[16], 11. Judges xvi. 29.

[16], 18. Matthew xxv. 21.

[17], 7. Quot homines tot sententiæ. Terence, Phormio, Act. 2, Sc. 3, 14.

[17], 12. Abbot Ording. In the dedication to Abbot Ording of the Liber de Infantia Sancti Eadmundi by Galfridus de Fontibus, Ording is said (Arnold, i. 93) to have been "watchful in attendance on the King from his boyhood." Apparently this King was Stephen (born about 1097), as Henry II., his successor, was not born until 1133. At that time Ording would have been on duty at Bury: for he was already Prior in 1136, when Anselm, then Abbot, was nominated for the Bishopric of London. Ording was appointed in 1138 Abbot in Anselm's place; but as the latter failed to get his nomination to the See of London confirmed by the Pope, he came back to Bury. Ording therefore, "sive volens sive nolens" had to return to his duties as Prior; but when Anselm died in 1148, Ording was re-elected Abbot, and held office till he died in 1156. As to his place of burial, see note to p. 152, l. 5, on p. 247.
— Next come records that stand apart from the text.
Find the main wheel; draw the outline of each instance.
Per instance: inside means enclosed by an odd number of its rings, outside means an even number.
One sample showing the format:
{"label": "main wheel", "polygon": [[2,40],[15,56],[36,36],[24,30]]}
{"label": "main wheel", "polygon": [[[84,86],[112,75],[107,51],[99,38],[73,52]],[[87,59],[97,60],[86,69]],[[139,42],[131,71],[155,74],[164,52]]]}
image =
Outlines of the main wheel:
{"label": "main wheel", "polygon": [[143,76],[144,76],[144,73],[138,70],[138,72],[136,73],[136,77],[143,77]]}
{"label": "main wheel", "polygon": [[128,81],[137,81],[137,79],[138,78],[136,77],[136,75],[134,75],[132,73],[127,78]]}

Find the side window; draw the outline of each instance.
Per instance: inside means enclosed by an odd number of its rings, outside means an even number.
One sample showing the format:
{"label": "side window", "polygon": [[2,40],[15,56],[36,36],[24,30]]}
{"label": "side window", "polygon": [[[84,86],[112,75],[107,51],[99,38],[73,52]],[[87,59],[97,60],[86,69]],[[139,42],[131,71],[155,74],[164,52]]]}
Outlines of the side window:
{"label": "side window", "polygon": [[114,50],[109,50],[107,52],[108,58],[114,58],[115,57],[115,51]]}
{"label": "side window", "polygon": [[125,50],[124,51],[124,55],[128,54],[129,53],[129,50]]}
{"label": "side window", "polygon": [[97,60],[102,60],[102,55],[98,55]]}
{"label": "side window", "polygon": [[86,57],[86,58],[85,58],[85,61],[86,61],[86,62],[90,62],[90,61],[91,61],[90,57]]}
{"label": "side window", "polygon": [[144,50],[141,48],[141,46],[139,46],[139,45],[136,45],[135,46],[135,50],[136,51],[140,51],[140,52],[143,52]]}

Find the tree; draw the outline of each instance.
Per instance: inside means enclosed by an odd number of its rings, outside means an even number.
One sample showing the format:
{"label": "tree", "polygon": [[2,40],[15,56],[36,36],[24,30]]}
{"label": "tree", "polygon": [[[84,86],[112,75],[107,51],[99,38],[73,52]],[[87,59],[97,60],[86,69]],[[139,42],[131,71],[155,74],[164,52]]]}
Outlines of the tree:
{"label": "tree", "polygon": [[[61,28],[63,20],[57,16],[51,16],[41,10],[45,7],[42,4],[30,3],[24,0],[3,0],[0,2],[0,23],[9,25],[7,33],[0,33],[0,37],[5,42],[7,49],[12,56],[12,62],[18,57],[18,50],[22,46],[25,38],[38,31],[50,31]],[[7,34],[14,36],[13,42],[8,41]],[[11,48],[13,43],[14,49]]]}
[17], 23. Matthew xvi. 19.

[18], 9. Barrators of Norfolk. Barrator==an incitor to lawsuits (from O. Fr. bareter, to deceive, cheat). The men of Norfolk were noted for their litigious propensities (cf. Tusser's rhyming autobiography: "Norfolk wiles, so full of guiles"). Fuller in his Worthies says: "Whereas pedibus ambulando is accounted but a vexatious suit in other countries, here (where men are said to study law as following the plough-tail) some would persuade us that they will enter an action for their neighbour's horse but looking over their hedge." An Act was passed in 1455 (33 Hen. VI. cap. 7) to check the litigiousness of "the City of Norwich, and the counties of Norfolk and Suffolk."

[18], 17. Acts xxvi. 24, 25.

[20], 13. 1 Corinthians xiii. 11.

[21], 4. Romans xvi. 5.

[21], 6. Blood-letting season (tempore minutionis). At stated times of the year there was a general blood-letting among the monks; and in the same Liber Albus in which Jocelin's chronicle appears is a set of Regulations De Minutis Sanguine (fol. 193). Amongst the servants in the infirmary of Bury Monastery was Minutor, cum garcione (id. fol. 44). The effects of the minutio were supposed to last three days, during which the monk did not go to matins.